Facebook grabs Hot Potato mobile check-in startup
Facebook has grabbed Hot Potato, a young Internet firm that lets people use smartphones to let friends know what they are up to at any given moment.
Hot Potato informed fans of the takeover on Friday; just two days after Facebook threw the switch on a new feature that lets US members of the social networking service share their whereabouts with friends while on the move.
"We're excited to confirm that we recently acquired Hot Potato, a service that helps people socialize around live events and share what they're doing with friends," Facebook said in an email response to an AFP inquiry.
"We've admired for some time how Hot Potato is tackling this space and look forward to working with them to bring Hot Potato innovations to Facebook."
Hot Potato about eight months ago launched a social networking service that lets users "check-in" to let friends know what they are thinking, watching, playing, attending, listening to, or otherwise doing.
Hot Potato's approach distinguished it from the growing field of location-based social networks such as Foursquare and Gowalla that let people check into places such as a specific restaurant, park, or theater.
Whereas Foursquare might let people know a friend checked-in to a local pub, Hot Potato prompts users to complete thoughts including "I'm listening to" and "I'm thinking."
The Hot Potato approach is reminiscent of a private-circle version of Twitter, the hot microblogging service that lets people share thoughts and moments at any time in the form of terse text messages.

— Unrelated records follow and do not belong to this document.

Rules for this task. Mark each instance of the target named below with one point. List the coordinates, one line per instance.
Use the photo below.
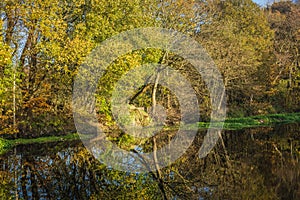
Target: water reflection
(260, 163)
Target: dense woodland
(43, 43)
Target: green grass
(257, 121)
(230, 124)
(7, 144)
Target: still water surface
(257, 163)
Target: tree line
(43, 43)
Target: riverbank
(230, 124)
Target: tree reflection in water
(259, 163)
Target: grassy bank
(230, 124)
(7, 144)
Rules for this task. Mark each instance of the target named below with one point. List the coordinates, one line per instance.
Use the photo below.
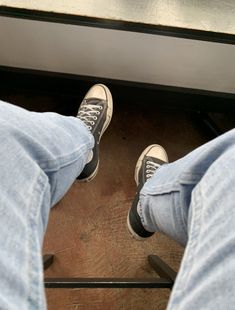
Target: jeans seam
(34, 293)
(190, 248)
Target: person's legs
(192, 201)
(41, 155)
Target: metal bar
(47, 260)
(107, 283)
(161, 268)
(210, 124)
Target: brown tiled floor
(87, 229)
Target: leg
(192, 201)
(41, 155)
(36, 171)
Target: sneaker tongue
(155, 160)
(93, 101)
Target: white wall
(117, 54)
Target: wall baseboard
(26, 80)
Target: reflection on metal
(216, 16)
(166, 280)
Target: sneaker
(96, 112)
(149, 161)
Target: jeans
(190, 200)
(41, 155)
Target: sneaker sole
(132, 232)
(106, 124)
(140, 160)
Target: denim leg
(41, 155)
(192, 201)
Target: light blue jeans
(190, 200)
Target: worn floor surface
(87, 229)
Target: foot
(96, 112)
(149, 161)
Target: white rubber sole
(132, 232)
(143, 154)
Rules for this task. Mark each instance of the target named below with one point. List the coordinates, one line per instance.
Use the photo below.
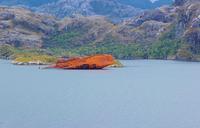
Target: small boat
(88, 62)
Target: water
(144, 94)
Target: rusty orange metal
(88, 62)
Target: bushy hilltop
(169, 32)
(115, 10)
(111, 9)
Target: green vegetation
(63, 40)
(6, 51)
(164, 49)
(26, 58)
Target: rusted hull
(88, 62)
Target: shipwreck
(87, 62)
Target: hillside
(115, 10)
(169, 32)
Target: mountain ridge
(162, 33)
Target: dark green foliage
(6, 51)
(63, 40)
(164, 48)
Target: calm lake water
(144, 94)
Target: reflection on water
(144, 94)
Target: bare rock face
(22, 28)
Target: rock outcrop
(21, 27)
(88, 62)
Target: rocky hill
(115, 10)
(112, 9)
(22, 28)
(168, 32)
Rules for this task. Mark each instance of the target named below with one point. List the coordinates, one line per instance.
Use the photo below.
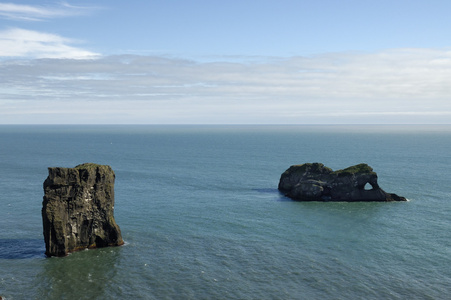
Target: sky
(225, 62)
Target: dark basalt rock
(78, 209)
(316, 182)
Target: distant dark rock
(78, 209)
(316, 182)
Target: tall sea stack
(78, 209)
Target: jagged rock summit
(316, 182)
(78, 209)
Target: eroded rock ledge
(78, 209)
(316, 182)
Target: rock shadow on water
(21, 248)
(273, 191)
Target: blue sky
(228, 62)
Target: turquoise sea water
(202, 219)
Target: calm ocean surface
(202, 219)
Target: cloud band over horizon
(394, 86)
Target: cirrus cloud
(21, 12)
(391, 86)
(17, 42)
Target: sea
(202, 218)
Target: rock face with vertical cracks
(78, 209)
(316, 182)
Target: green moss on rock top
(90, 166)
(360, 168)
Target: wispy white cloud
(23, 12)
(393, 86)
(16, 42)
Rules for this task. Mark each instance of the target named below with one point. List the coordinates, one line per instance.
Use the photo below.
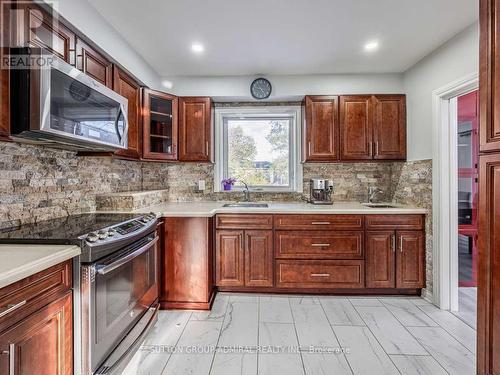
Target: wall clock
(261, 88)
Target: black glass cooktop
(64, 230)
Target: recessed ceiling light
(197, 47)
(371, 46)
(167, 84)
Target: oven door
(126, 285)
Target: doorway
(467, 122)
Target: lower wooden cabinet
(229, 258)
(41, 344)
(320, 274)
(187, 263)
(395, 259)
(410, 259)
(36, 324)
(380, 259)
(244, 258)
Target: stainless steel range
(115, 282)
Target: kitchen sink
(379, 205)
(246, 205)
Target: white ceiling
(245, 37)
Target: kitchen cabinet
(129, 88)
(93, 63)
(395, 259)
(410, 259)
(229, 258)
(321, 132)
(37, 28)
(187, 263)
(244, 258)
(36, 336)
(159, 125)
(356, 127)
(389, 127)
(41, 344)
(320, 274)
(259, 258)
(380, 259)
(195, 129)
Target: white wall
(86, 19)
(288, 87)
(455, 59)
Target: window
(258, 146)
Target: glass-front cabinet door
(160, 125)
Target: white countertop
(209, 209)
(23, 260)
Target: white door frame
(444, 182)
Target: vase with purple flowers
(228, 183)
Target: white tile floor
(335, 335)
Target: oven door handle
(103, 270)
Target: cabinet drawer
(319, 245)
(244, 221)
(391, 222)
(318, 222)
(320, 273)
(34, 292)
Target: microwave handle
(103, 270)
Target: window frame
(293, 113)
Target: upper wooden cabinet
(37, 28)
(127, 87)
(159, 125)
(93, 63)
(321, 131)
(195, 129)
(355, 128)
(389, 127)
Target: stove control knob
(92, 237)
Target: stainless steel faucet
(372, 192)
(246, 191)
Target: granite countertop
(209, 209)
(20, 261)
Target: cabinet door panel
(159, 125)
(195, 129)
(127, 87)
(229, 258)
(380, 260)
(93, 63)
(389, 127)
(489, 265)
(356, 127)
(321, 129)
(259, 258)
(41, 344)
(410, 259)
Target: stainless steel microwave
(55, 104)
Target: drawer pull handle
(11, 308)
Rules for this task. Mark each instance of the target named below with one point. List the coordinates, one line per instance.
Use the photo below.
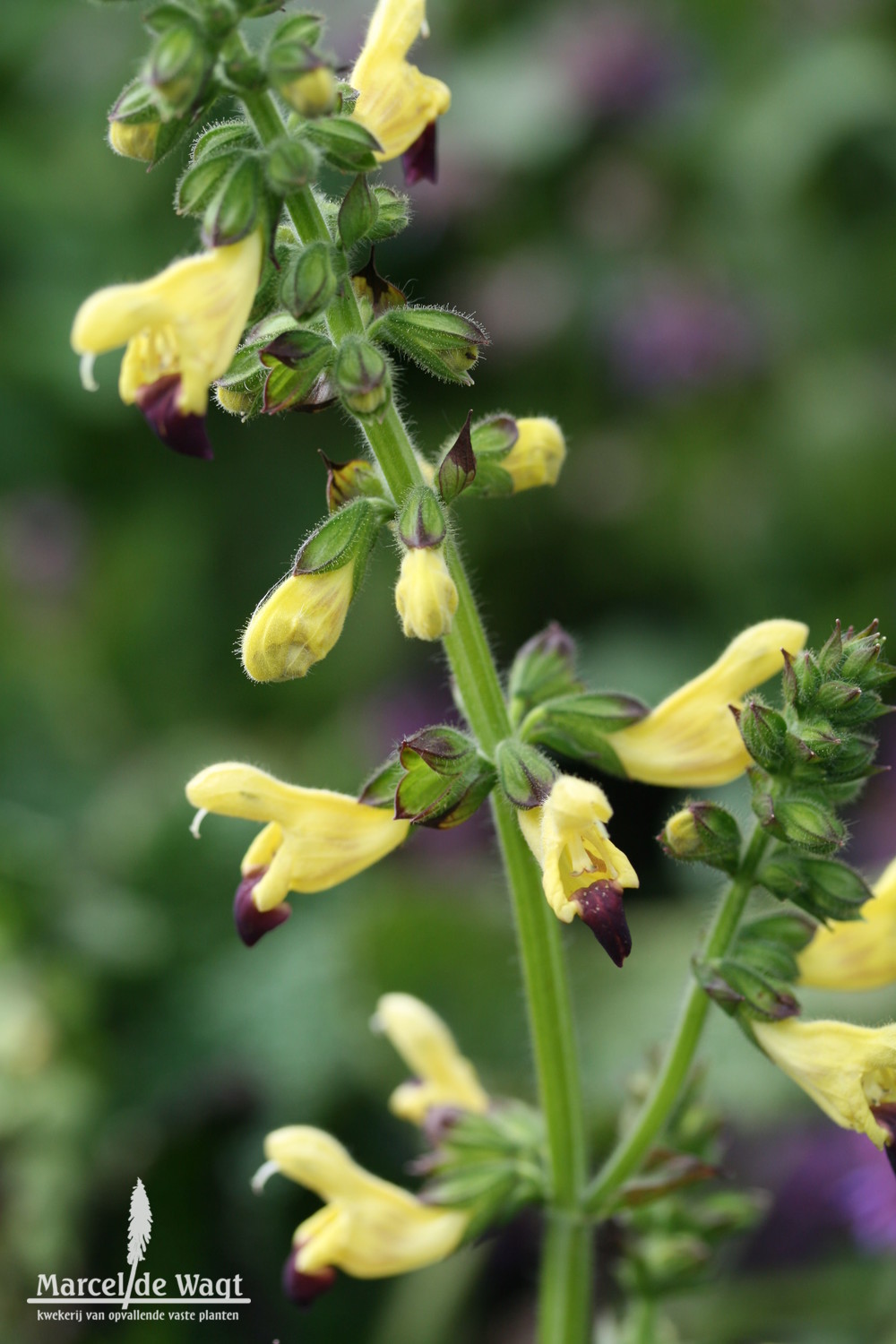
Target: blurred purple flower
(681, 336)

"Since going live last November, we've been inspired and energized by your reaction to the service and people's appetite for socializing around activities and live events," the New York City-based startup said in a blog post.
"If Hot Potato was going to sell to anyone, Facebook was the natural choice."
The startup told members how to download their information from the website and said it will delete all user data when it closes shop in about a month.
The acquisition appeared to be another step in a vision by Facebook to become a collective memory of sorts, letting members tie their experiences and thoughts to locations for posterity.
A Facebook Places service that began rolling out in the United States on Wednesday marked the firm's hotly anticipated first step into "location-based" services that have been catching on with people who own smartphones equipped with satellite position tracking capabilities.
"You can immediately tell people about that favorite spot with Facebook Places," said Places product manager Michael Eyal Sharon.
"You can share where you are and the friends you're with in real time from your mobile device."
Facebook members can "check-in" at restaurants, bars, or other social venues and let their friends at the social network instantly know where they are and with whom.
A Places application for iPhone handsets was released, and social network members with smartphones with Web browser software that supports geo-location and HTML5 could use Places at the mobile website touch.facebook.com.
Privacy advocates were quick to express concerns about adding people's whereabouts to the treasure trove of personal data Facebook users store at the social-networking service.
"We understand and appreciate the various privacy protections and options that are currently available to Places users," the American Civil Liberties Union said in a release.